# Drill Presses On Sale At Hgr



## Silverbullet (Jan 7, 2016)

Hi all my first real thread post, I noticed there are a few members buying and looking for drill presses ? There's a machinery dealer in Ohio called HGR ck there site , I just looked at three used ones a Craftsman with a broken corner on table , number 0915-226-0003 on sale $56.00 . And a delta 16" with nice table morse taper with chuck , 1115-117-0025 $199.00 make offer. Now the last one I looked at delta 17"with variable speed 1015-020-0002 $209.00 make offer , ok one more 1115-142-0012 delta 15" for $48.99 . I have no connection to them other then buying a drill press ,they were very fair with me so I thought I'd post these if anybody wants a press to rebuild or just use. It's a buyer beware because they don't ck what they sell , that's why the prices are so low. Shipping is extra of course unless you pick up at there warehouse. Hope this may help , Gary


----------



## hman (Jan 7, 2016)

Website: https://www.hgrinc.com
According to http://teamhgr.com, "Each week, HGR buys over 60 truckloads of Industrial Surplus from manufacturers throughout the country. We ship all of it to our 12-acre showroom in Cleveland, Ohio for resale to anyone that likes a great deal!"

Sounds like a VERY interesting place.  Wish I could visit!


----------



## woodtickgreg (Jan 7, 2016)

I have purchased stuff from them in the past. My wells horizontal band saw came from them. I made the drive from north of Detroit to east of Cleveland. Glad I did, what a cool place, you can walk the whole indoor site and rummage through stuff. It's a machinery bargain hunters dream. A lot of it is junk, but a lot of it is repairable or working. Bargains can be found. Heck its just fun to walk around in there and look at stuff.


----------



## Deerslayer (Jan 7, 2016)

Oh my I would prolly spend everything there or at least fill the trailer.


----------



## Jason Annen (Jan 8, 2016)

HGR is interesting, you really need to look before you buy, as things are not tested and I saw a lot of handling damage.  There were probably 300 milling machines there when I stopped by, from good to bad.

The longer stuff sits, the cheaper it gets.

Here is a 1/4 of one aisle, and there were at least 12 aisles.


----------



## Silverbullet (Jan 9, 2016)

I know if I went there I'd need a tractor trailer to go home with my booty. I spent the last couple days going thru the present inventory list . Shoot I put 25 items in a watch list a couple were are on sale one a tool and cutter grinder for $99.00 ,old but fixable , easy to work on too.

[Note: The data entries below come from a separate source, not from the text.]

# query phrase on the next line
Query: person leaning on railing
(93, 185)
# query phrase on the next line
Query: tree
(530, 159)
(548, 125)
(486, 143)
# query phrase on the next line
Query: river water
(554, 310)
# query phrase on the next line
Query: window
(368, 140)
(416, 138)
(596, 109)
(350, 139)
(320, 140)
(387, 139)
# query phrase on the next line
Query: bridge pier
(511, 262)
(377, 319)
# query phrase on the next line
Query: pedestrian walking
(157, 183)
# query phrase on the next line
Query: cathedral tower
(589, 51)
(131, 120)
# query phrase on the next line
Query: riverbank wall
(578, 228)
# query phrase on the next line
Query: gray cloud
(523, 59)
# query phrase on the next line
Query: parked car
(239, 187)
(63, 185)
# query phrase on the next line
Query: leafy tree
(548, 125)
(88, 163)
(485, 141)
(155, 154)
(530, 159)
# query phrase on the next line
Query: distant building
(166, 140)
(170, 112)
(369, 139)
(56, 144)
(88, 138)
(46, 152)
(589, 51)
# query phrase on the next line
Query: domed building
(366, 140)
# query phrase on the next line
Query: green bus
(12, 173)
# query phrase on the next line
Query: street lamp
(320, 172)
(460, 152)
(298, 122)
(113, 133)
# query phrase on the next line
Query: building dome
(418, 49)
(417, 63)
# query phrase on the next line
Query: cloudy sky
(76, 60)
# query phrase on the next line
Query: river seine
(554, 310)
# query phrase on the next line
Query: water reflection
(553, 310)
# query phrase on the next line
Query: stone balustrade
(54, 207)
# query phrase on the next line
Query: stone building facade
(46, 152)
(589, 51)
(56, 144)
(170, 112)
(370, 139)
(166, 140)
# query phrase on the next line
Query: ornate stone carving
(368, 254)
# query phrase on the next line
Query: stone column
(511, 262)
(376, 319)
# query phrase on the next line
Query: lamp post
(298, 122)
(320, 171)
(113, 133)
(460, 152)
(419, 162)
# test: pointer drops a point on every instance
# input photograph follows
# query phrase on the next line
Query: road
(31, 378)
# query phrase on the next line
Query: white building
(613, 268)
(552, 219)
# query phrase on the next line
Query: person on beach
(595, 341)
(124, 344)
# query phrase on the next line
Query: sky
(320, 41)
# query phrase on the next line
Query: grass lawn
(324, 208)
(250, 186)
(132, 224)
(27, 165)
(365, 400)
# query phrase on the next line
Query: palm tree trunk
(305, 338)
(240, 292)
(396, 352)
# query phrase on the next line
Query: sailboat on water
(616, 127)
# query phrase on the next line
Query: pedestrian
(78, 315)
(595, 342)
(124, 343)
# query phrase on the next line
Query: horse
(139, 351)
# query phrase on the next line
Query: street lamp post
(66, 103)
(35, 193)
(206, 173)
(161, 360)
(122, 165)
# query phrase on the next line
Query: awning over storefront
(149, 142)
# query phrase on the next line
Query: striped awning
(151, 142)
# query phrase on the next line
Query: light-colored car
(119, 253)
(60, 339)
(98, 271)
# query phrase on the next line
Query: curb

Several mills surface grinders , god all the stuff I want to finish out my shop. Oh well I can dream . I did send a request for shipping cost on a container of 5 to 7 casters and wheels , $13.99 for casters , $33.00 for shipping and handling fee. makes a deal not much of a deal at the price I can get them new set of 4 for that and free ship on eBay .


----------



## roadie33 (Jan 9, 2016)

I believe they also sell on eBay.


----------



## Silverbullet (Jan 9, 2016)

roadie33 said:


> I believe they also sell on eBay.


Yes they do list lots of them on there. All kinds of things ,anything they get they resell. Pretty good deals if your close and can pick up , my shipping on the drill press was as much as I paid for the press. But I figured it was still less then what they're going for around me.


----------